With all of the information at your fingertips, it is easy to forget that the Internet isn’t tailored for all ages.

But rumors are floating around the Internet that Google is going to make child friendly versions of its services. According to a news story on The Information (the full story requires subscription), the plan is that children under 13 years old can have their own YouTube accounts, but parents can see all of the data that involves their children’s use of Google services.

According to the news story, Google will close loopholes that children under 13 were using in order to have Google accounts. If children set up an account by using Google’s Android device, they will be required to include their age information.

However, a Mashable writer reported that a Google spokesperson denied the proposed changes. The same spokesperson also qualified the news information as nothing more than rumors and speculation. But there is some truth in the reports on Google’s inclinations and aspirations. The Wall Street Journal reported that indeed, Google is planning on making its services more accessible to children under 13, but the company has to contend with the Federal Trade Commission and the Children’s Online Privacy Protection Act (COPPA). Right now, in Google’s U.S. Public Policy section, the company stated that the age restrictions in the United States and removal of suspected underage users’ accounts are due to the company’s compliance to COPPA.

COPPA is used as a backbone for constructing kid-targeted websites as well, such as Nickelodeon’s, where the Terms of Use are written in a kid-friendly way and strongly encourages children to show the website’s policies to their parents.

Children and the Internet

According to the Wall Street Journal blog post, the reason behind the age-bending venture is because parents are trying to set up Google accounts for their children. Proud parents are already trying to establish their children’s presence on the Internet, from baby pictures on personal blog websites to setting up Twitter accounts where potentially embarrassing tweets surface, such as the parent announcing that the namesake baby urinated. With college being a hotspot for encountering all kinds of people, including difficult peers, that public information could be used against children many years later.

But parents also encourage their kids to have some sort of account of their own, where they maneuver the technology with a little independence. One example is Amazon Kindle, where tips are given on how to allow children access to the services. One way is to have the child registered under the parent’s account, but it is also possible to give the children their own account without giving them full access to credit card ordering privileges because the settings can be restricted to prepaid cards.

By contrast, however, concerns are rising about how to make the Internet a more child friendly place. It happens that some parents let their children use their devices, such as e-readers (such as Amazon Kindle or the Barnes and Noble Nook) and smartphones. The Child Proof Gadget – Child Lock app on Google Play stated that children can accidentally delete their parents’ important contacts and emails, among other headaches. The app is supposed to help childproof the smartphone and prevent these problems from happening, but the app reviews indicate that it’s not always as successful as the producers intended it to be.

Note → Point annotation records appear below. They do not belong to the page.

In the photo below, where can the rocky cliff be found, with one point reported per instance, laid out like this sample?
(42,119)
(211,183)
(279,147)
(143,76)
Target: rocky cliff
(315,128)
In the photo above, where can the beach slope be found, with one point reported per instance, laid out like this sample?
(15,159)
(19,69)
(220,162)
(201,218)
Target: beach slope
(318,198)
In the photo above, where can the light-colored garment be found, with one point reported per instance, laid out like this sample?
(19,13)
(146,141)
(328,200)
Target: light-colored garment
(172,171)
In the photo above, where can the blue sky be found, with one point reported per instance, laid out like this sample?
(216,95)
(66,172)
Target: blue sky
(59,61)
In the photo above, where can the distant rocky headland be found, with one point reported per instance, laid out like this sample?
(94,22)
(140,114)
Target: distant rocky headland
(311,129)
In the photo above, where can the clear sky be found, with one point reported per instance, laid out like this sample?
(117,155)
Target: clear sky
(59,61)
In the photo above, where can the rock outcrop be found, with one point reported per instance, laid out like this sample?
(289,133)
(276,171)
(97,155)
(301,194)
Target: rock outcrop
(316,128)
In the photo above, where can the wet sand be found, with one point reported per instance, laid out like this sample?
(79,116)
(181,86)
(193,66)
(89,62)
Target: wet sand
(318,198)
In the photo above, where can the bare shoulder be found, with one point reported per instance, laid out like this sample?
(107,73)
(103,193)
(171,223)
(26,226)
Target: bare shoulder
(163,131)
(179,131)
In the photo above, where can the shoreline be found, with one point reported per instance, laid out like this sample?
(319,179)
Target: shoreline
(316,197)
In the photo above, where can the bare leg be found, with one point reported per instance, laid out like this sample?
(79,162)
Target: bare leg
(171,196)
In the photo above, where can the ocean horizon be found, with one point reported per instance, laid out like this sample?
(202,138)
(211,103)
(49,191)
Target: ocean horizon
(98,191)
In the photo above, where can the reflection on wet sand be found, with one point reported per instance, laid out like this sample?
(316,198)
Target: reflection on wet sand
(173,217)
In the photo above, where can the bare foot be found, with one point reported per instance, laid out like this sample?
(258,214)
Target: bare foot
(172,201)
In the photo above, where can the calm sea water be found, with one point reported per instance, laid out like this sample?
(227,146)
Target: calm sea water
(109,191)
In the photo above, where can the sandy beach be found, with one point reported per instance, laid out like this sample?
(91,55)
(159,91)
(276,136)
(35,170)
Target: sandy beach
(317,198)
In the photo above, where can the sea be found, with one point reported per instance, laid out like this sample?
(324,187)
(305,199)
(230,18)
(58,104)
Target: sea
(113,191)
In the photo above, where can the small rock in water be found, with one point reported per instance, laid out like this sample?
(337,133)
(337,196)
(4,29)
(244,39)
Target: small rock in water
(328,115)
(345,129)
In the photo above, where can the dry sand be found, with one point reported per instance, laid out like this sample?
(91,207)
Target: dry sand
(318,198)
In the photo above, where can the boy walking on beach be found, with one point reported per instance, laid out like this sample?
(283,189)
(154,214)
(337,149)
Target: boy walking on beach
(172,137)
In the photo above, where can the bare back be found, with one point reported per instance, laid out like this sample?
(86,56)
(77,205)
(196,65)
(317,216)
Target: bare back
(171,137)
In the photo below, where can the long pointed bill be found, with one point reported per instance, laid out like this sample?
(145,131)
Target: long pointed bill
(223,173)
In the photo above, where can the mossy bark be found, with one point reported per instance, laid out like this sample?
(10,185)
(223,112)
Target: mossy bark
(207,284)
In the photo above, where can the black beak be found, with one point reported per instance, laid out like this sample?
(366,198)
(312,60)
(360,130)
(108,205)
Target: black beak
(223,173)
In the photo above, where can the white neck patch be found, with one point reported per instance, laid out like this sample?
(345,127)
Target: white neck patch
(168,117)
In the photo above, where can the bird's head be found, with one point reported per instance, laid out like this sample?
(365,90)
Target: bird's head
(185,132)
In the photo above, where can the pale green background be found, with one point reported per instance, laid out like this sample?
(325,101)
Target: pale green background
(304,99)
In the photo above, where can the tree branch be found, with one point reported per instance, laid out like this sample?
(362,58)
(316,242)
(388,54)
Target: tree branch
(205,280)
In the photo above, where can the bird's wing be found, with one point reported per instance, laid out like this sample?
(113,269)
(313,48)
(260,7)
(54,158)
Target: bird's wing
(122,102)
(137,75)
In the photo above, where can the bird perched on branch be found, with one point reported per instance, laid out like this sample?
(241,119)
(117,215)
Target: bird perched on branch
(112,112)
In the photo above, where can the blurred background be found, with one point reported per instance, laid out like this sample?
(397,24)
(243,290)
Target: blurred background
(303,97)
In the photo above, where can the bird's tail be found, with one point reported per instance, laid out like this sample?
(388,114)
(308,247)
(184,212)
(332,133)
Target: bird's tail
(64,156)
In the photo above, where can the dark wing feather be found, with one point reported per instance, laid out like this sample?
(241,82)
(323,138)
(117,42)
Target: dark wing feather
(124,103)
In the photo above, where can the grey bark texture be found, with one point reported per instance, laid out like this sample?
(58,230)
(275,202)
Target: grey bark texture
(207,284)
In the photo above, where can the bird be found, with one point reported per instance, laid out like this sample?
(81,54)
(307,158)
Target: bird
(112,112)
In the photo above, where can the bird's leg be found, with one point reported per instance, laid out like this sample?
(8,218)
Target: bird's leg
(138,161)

Smartphones aren’t the only desirable technologies to childproof. The Internet on the computer is another area of concern, according to this PCWorld article. That includes websites, advertisements and social networks.

And Google isn’t impervious to these concerns. In 2013, one parent, under the name SpitFireDragon, posted a question on how to make Google Chrome a safe browser for children to use. No response was supplied for the parent’s request, and the topic is currently closed.

While parents, companies and government officials are trying to figure out the best ways for children to make the most of the latest technologies, the children’s technological know-how should be factored in. As safeguards get implemented, those protective measures have to be secure enough to withstand children’s curious minds, but still allow the parents enough control to make these technologies valuable learning experiences for their offspring.